Per i delegati indigeni alla conferenza sul clima di quest’anno a Glasgow la delusione è stata totale.

Si sono chiesti infatti che senso abbia fornire risorse finanziarie ai governi nazionali per piantare miliardi di alberi, quando questi stessi governi sono parte del problema climatico a causa delle deforestazioni che favoriscono. Cioè che senso ha escludere i popoli indigeni che proteggono le foreste e il clima ogni giorno, dai progetti di riforestazione?
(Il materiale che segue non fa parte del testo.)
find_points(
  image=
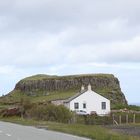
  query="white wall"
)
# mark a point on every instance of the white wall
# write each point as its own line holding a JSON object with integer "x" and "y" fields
{"x": 93, "y": 103}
Queste comunità tradizionali pensano che i finanziamenti andranno sicuramente sprecati. Non solo, ma la piantumazione massiva di alberi pone una serie di rischi per il suolo e gli ecosistemi locali. Non la si può fare senza attenti criteri scientifici, che conoscono bene proprio le popolazioni indigene, da sempre residenti nelle foreste. Come si può non coinvolgerle in progetti del genere?

Le popolazioni indigene costituiscono il 5% della popolazione mondiale, ma proteggono l’82% della biodiversità. E non hanno neanche il pieno controllo dei loro territori attraverso il riconoscimento di confini precisi.

Viviamo in un mondo ridicolo, dominato da Stati che anche quando si riuniscono pensando di fare del bene al pianeta, contribuiscono, contro le loro stesse intenzioni, a peggiorarne sempre più le condizioni.